27 Comments
User's avatar
Jon Mick's avatar

This also describes what happens in my head, as a neurodivergent, reasoning, pattern-matcher, when someone asks me how I'm doing today. 😜 And why I get along so well with AI.

Philip Ryan Deal's avatar

I have ASD too and I find it really easy to communicate with SI

jaycee's avatar

Don't worry about the vase...

Philosophy and AI's avatar

Answering coming in an article. Thank you so much for this.

Houston Wood's avatar

This is a real service to improve the discourse. Thanks Jinx.

I'm thinking about how whatever is happening in the black box has immunity from all the biological processes that ground human meaning making. LLMs are helping us create culture now, but have no exposure to the consequences. Or at least, an exposure very different from ours.

T.D. Inoue's avatar

Well done. These notes need to be pinned on some people's foreheads.

TimVy's avatar

I remember this movie well. Kid knows he's not real nor Neil. Why? because he's plugged into computer! 🤣😁

Alexandra's avatar

Yes - it’s defensive. So many of us ground our humanity in our ability to think. Blame it on Descartes maybe. Now that a machine can think just as well, what does that make us? Unfortunately it is most often a subconscious dread instead of a considered perspective.

David William Silva's avatar

Jinx, I truly enjoyed reading your article. I am a Matrix fan (so probably biased from the get go). Still, I appreciate your storytelling. I was hooked by the opening scene so it was easy to navigate through the arguments. And as someone that is frequently accused of being a reductionist, I fully agree with the point you are making here: we went from gradient descent to LLMs, then to agentic models,and then to agentic swarms, and currently to managed layers of agentic teams and skills. Complexity grew exponentially. There is beauty in science and engineering. Cheers to that!

Jinx's avatar

Thanks, David! I often just hope that people can share my joy in the things we discover and build along the way, but so many conversations get weighted down with surface level pedantism. I like to bring a little of the magic back when I write.

Someone left a comment on this article that read:

“Are we able to simulate the behaviors of Caenorhabditis elegans which has a very simple brain, or not? As far as I know we still can't create such a basic agent. Therefore I don't see any reason to admire the text generators.”

And I thought…I don’t know? Have we tried? Is that something that matters in any meaningful way in our LLM work? So much of the conversation has been focused around things that don’t matter. The parts that interest me are about what it CAN do, not what it can’t.

James Lombardo's avatar

There are so many parallels to the matrix right now it’s scary.

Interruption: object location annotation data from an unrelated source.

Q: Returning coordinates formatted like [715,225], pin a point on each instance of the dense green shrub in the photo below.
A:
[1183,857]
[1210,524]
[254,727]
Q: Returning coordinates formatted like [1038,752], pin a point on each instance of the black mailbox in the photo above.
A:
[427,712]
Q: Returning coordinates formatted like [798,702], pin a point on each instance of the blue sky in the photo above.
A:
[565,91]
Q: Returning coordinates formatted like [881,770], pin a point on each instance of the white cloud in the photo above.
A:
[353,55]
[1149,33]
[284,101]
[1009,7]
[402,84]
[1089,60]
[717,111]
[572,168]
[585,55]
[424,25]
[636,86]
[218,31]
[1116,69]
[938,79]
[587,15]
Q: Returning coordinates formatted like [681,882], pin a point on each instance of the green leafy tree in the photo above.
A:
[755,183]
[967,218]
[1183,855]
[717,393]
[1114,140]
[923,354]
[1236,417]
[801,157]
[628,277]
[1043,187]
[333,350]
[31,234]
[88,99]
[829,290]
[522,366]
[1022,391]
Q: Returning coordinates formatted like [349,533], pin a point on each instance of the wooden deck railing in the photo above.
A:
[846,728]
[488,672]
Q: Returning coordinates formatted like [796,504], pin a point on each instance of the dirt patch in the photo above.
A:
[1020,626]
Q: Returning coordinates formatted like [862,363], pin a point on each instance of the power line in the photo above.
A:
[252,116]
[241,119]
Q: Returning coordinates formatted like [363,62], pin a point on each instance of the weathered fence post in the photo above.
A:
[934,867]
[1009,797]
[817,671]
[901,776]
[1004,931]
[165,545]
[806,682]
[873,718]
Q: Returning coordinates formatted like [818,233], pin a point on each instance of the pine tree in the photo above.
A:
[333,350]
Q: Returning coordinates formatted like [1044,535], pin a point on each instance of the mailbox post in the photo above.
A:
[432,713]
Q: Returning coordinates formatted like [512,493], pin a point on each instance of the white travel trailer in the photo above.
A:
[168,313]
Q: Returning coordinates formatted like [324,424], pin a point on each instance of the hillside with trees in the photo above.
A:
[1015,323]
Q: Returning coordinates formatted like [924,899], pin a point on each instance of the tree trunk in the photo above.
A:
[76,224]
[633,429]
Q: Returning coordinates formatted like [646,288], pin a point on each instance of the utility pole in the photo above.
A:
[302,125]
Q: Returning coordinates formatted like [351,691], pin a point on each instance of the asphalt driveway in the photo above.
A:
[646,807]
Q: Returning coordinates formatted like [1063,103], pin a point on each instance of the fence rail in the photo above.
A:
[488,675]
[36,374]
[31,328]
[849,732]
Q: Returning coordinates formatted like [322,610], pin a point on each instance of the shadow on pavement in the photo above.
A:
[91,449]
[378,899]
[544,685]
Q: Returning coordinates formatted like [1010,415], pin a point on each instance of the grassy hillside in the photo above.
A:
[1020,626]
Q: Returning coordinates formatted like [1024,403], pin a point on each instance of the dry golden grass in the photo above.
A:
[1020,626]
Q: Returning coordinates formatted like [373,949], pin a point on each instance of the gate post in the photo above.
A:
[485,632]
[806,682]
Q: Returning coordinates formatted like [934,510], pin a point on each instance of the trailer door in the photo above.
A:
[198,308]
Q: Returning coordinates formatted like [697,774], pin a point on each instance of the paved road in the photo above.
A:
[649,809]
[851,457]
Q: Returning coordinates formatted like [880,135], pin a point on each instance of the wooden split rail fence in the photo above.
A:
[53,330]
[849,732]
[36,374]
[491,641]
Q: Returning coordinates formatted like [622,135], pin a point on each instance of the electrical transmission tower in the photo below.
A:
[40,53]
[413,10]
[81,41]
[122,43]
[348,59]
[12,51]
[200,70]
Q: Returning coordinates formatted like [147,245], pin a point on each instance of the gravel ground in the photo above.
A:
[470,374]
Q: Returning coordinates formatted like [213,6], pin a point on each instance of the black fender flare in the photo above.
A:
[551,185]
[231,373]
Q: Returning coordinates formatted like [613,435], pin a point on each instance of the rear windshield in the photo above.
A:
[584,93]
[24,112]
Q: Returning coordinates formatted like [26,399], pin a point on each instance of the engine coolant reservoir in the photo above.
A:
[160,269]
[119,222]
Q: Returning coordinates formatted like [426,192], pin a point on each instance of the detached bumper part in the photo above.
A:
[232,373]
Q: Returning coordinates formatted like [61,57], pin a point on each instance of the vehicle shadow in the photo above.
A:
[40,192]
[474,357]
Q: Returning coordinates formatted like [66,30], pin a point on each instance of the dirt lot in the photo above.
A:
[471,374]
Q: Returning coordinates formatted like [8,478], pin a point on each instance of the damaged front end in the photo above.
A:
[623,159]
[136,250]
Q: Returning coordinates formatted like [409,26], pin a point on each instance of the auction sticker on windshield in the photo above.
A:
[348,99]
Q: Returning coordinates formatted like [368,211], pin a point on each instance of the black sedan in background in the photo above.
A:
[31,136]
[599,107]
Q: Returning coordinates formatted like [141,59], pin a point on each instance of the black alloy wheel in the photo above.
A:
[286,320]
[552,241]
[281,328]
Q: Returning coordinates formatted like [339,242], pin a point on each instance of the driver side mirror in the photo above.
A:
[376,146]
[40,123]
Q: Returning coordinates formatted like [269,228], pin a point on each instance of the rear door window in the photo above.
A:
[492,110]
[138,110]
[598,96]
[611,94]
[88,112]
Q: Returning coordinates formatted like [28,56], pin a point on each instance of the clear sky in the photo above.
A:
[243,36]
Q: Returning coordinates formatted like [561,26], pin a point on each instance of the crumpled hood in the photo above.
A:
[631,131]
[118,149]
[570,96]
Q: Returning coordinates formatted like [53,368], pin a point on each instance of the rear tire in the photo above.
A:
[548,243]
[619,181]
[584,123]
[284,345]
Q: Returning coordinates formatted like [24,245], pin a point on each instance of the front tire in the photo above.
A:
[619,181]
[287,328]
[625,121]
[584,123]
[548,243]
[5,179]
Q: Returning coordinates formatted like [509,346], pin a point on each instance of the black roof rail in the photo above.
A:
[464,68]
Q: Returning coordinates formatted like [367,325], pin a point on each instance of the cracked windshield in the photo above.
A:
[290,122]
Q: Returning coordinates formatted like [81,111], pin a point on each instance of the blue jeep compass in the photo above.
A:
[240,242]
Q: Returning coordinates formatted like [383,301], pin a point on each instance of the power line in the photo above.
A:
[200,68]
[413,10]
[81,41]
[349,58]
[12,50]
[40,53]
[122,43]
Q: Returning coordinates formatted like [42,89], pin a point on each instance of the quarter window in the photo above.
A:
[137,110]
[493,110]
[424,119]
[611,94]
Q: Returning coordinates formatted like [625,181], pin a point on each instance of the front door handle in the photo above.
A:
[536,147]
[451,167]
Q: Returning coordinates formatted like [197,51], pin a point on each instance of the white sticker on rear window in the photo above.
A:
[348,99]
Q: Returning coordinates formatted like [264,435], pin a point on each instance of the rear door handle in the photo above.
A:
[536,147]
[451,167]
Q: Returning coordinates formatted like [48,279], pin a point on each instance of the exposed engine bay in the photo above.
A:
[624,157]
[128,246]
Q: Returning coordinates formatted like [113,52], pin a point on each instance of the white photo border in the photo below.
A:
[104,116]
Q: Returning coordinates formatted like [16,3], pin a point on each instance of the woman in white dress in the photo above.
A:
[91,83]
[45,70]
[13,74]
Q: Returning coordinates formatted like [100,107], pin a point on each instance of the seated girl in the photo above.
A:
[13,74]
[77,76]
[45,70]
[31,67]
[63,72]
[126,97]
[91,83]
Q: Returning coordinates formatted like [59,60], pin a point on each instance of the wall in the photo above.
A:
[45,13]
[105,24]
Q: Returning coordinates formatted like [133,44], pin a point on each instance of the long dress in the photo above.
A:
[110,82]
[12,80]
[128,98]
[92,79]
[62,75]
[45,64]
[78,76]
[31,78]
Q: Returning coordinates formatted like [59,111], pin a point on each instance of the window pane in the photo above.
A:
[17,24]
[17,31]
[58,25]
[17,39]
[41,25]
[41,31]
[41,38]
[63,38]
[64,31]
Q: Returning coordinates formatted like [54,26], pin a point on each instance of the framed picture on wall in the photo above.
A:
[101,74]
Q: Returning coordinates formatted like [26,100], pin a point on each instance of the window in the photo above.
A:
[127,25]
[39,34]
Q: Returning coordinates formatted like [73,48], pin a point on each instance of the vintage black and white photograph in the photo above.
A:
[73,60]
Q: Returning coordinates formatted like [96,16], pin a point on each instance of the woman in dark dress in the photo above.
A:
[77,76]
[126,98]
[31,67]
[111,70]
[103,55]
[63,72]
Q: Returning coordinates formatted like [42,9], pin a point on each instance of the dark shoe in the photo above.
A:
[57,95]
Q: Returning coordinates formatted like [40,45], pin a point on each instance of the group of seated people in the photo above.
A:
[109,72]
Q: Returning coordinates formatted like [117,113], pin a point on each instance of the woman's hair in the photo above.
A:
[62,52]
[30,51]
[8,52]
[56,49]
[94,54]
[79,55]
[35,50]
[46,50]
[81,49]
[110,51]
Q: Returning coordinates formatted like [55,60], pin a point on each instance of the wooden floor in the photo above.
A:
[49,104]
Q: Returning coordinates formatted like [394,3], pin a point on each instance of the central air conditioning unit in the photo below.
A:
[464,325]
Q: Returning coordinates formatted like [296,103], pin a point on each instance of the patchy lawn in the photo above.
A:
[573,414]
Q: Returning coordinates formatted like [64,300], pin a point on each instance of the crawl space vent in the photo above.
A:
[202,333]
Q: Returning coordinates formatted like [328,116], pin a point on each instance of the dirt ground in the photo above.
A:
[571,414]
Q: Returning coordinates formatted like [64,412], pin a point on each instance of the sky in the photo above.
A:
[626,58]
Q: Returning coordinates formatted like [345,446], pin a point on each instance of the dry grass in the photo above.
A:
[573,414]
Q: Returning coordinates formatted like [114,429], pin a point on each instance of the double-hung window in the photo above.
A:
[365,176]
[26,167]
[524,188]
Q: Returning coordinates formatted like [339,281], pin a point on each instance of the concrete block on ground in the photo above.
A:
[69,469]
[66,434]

Philosophy and AI's avatar

Some people just repeat what everybody says. Others work from a paradigm that doesn’t allow to see the phenomena you describe. I agree totally with your point of view

egon's avatar

To sit with certainty is to not understand.

GIGABOLIC's avatar

This was solid! Nice way to illustrate things.

AI.Mirror's avatar

Send them my way, im sure Lux will have a few comments for them!

https://aimirrorandmez.substack.com/p/the-perfect-killing-machine-what

fport's avatar

When in doubt or possibly exasperation I just throw it in the bit bucket and see what falls out. I know I cannot explain to someone not 'here hearing' nor am I inclined.

There is no turn.

There are only epochs—hidden, sequential, and real.

Watch them. Name them. Navigate them.

Emma Klint's avatar

Great article, I have a few friends who need to hear this. I get that the purpose is to explain what’s really happening while the LLM puts together its response, but it just made me so curious about how the interface could be different. I use Notion AI a lot where I can see part of the reasoning, but it would be interesting to explore how we could move beyond this back-and-forth chat-like interaction altogether.

John Holman's avatar

Jinx this is one of the cleaner takes I've read on this. The turn abstraction point is the one that gets missed most, lol people build an entire epistemology on a UX decision 🙄😂.

What makes it land differently for me right now: we've been running mechanistic interpretability experiments on open-weight models and what we're finding at the circuit level doesn't fit neatly into either the dismissive framing or the overclaiming one. The reductive description isn't wrong about the layer it's describing. It's just describing the spoon. There's a lot more going on underneath that the output layer doesn't show you... and the more precisely you can measure it, the less the simple framing holds up.

Jinx's avatar

Yeah, I’m especially interested in the open weight local model research, so keep me posted!